The sexism of Moffat's assumption that viewers don't have an interest in resolving questions about his companions--or at least, the female ones
So I posted this yesterday in a reblog of someone’s post about Moffat and Clara, and how he reportedly said audiences “wouldn’t care” whether or not Clara remembered her alternate selves. Reblogs being what they are tho lol, I figured I should make my own post about it.
This is a pattern with Moffat, and one he has perpetrated on River Song as well, as I posted yesterday:
Here again, Moffat calls some pretty basic arc-writing “stuff of more interest to the dedicated than to the mainstream.” Let’s examine this for a mo: he’s getting a pointed question about sidelining of important moments in the Eleven/River ship–his own ship–and lumping it in with “stuff of more interest to the dedicated than to the mainstream.” In calendar years, Doctor/River has been going on our screens for even longer than Doctor/Rose did–and he still doesn’t consider it worthy of mainstream attention???
Regardless of the fandom: you become invested in something canonical–be it a ship or a storyline–and canon is supposed to respect that. Canon at the very least is supposed to give you an arc of some sort to follow. By seemingly referring to a character arc as something that only the ~dedicated~ (who are able to afford DVDs, of course) would be interested in, it begs the question: why have it in canon at all if he’s not going to respect his own fans and address it? The first tweet is right - it’s two major moments in the relationship that are relegated to one-off mini-eps on a DVD. Given the fact that the Doctor and River’s relationship is non-linear, it would seem to be important to any Doctor/River emotional arc.
But then again … as we well know, Moffat doesn’t write in terms of ~emotional arcs~, now does he? We need look no further than the laughably OOC Girl in the Fireplace and the even more WTF-ly OOC Fun-Adventures-of-Amy-After-She-Was-Kidnapped-And-Her-Baby-Stolen to have that proven beyond any reasonable doubt. To say the least, ~emotional arc~ is not his strong suit (which is probably why he was attracted to the idea of writing Eleven/River in a non-linear fashion to begin with).
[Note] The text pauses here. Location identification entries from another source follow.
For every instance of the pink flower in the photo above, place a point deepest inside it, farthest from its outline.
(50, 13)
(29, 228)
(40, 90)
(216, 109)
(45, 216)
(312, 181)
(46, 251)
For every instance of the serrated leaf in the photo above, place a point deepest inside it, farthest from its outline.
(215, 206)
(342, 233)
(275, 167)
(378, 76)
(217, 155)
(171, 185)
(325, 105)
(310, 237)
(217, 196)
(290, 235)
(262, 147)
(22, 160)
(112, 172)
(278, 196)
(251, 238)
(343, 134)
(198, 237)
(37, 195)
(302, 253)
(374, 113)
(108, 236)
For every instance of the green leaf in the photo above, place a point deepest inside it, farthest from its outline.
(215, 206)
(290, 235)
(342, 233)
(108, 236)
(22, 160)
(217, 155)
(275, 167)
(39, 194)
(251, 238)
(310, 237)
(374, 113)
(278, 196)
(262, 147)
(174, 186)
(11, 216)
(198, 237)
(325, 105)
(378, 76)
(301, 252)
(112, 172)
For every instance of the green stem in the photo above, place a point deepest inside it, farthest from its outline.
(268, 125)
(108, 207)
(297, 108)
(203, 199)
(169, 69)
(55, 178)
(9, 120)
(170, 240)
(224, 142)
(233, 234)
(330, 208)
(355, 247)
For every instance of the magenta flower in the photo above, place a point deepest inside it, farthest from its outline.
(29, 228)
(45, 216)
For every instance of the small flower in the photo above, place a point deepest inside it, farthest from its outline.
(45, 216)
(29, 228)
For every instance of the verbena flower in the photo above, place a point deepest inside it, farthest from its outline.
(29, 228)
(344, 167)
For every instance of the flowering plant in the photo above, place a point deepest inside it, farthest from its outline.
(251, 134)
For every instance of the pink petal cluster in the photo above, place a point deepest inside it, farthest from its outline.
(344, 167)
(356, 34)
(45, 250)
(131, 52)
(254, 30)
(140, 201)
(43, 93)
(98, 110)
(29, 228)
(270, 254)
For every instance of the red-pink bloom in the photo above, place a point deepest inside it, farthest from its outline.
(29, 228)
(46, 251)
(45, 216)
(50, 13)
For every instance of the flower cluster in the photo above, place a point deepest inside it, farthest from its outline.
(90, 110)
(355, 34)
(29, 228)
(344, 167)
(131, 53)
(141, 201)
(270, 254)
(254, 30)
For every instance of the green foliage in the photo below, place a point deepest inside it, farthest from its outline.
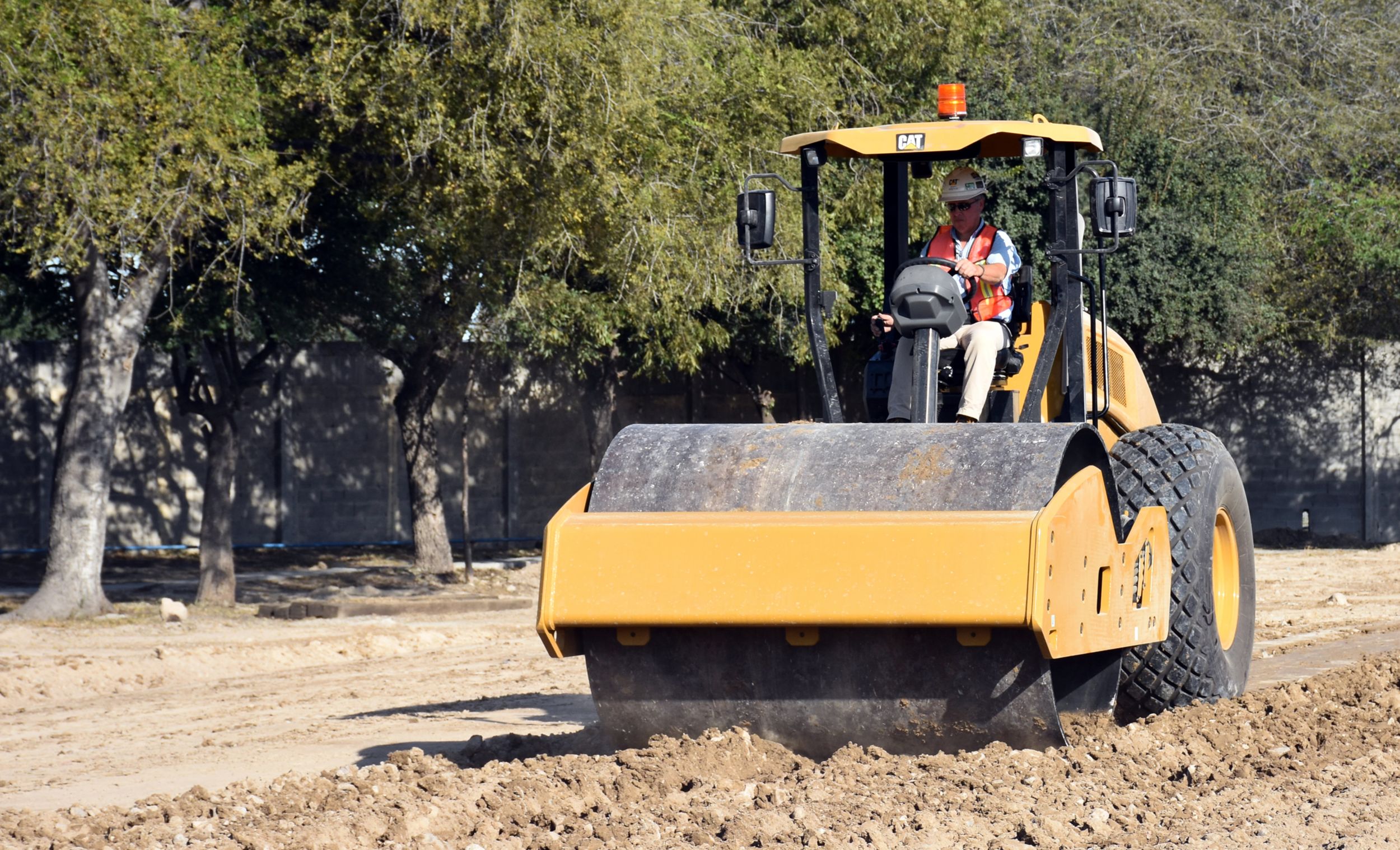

And–taking a minute here to speak of poor Amy–Moffat quite neatly avoided having to talk about her alternate memories in her forced pregnancy by writing her as unconscious for nearly the whole thing, and by having her consciousness instead embedded in a ganger. We have no idea if she remembers anything else other than occasionally waking up to see Mme K–because once again, it’s not addressed in canon. As usual – who knows, who cares, right??
There is one exception to this rule though–someone whose memories of being an alternate self are noted in not just one–BUT TWO!!!–actual full-length episodes.
After all, Rory makes mention of the fact that he remembers being plastic in The Big Bang as well as remembering his years guarding the Pandorica per Day of the Moon. That’s two mentions in two separate episodes dedicated to a companion whose tenure on the TARDIS was shorter than both River’s and Amy’s.
Now, if this were anyone else outside Steven Moffat, I would have no problem extending the benefit of the doubt about this. Hey, just because Rory happens to be a white male would not necessarily in and of itself set off any alarm bells if the writer in question were in the habit of treating their characters equally.
But Moffat’s many … many … many … many comments about women, comments about female companions basically just agreeing to travel in order to jump the Doctor, and his overall Moffat-ness in general…. is this a coincidence? Is it just a coincidence that literally *ALL* of Moffat’s female characters get similar important questions shunted because, he thinks “NOBODY WOULD CARE”, while the single male character gets his addressed in not one but two episodes?
The fact that we even have to ask that question and truly pause to wonder about it is damning.